Provided by Lene8655
Categories Australian
Time 17m
Yield 4 serving(s)
Number Of Ingredients 7
Steps:
- Dust fillets with plain flour and set aside.
- Combine the self raising flour, herbs, beer and egg.
- Mix to a smooth batter.
- Dip fish in batter, deep fry in moderately hot oil until crisp and golden, about 6 minutes.
- Serve with tartar sauce and chips.
- Garnish with lemon wedges and herbs.
Tips:
- Select the right fish: Choose a firm-fleshed fish such as cod, haddock, or halibut. These fish will hold up well to the battering process and will cook evenly.
- Use fresh herbs: Fresh herbs will give your batter the best flavor. If you don't have fresh herbs on hand, you can use dried herbs, but be sure to use half the amount.
- Don't overmix the batter: Overmixing the batter will make it tough. Mix just until the ingredients are combined.

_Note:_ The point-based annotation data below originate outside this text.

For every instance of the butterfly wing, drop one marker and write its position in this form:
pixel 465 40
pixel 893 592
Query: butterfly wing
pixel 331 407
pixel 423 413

- Coat the fish evenly: Make sure to coat the fish evenly with the batter. This will help it cook evenly and prevent it from sticking to the pan.
- Cook the fish over medium heat: Cooking the fish over medium heat will help it cook evenly without burning the batter.
- Serve the fish immediately: Battered fish is best served immediately after it is cooked. This will ensure that the batter is crispy and the fish is flaky.
Conclusion:
Herb-battered fish is a delicious and easy-to-make dish that is perfect for a weeknight meal. By following these tips, you can make sure that your fish is cooked perfectly and that the batter is crispy and flavorful. Serve with your favorite sides, such as tartar sauce, french fries, or a salad. Enjoy!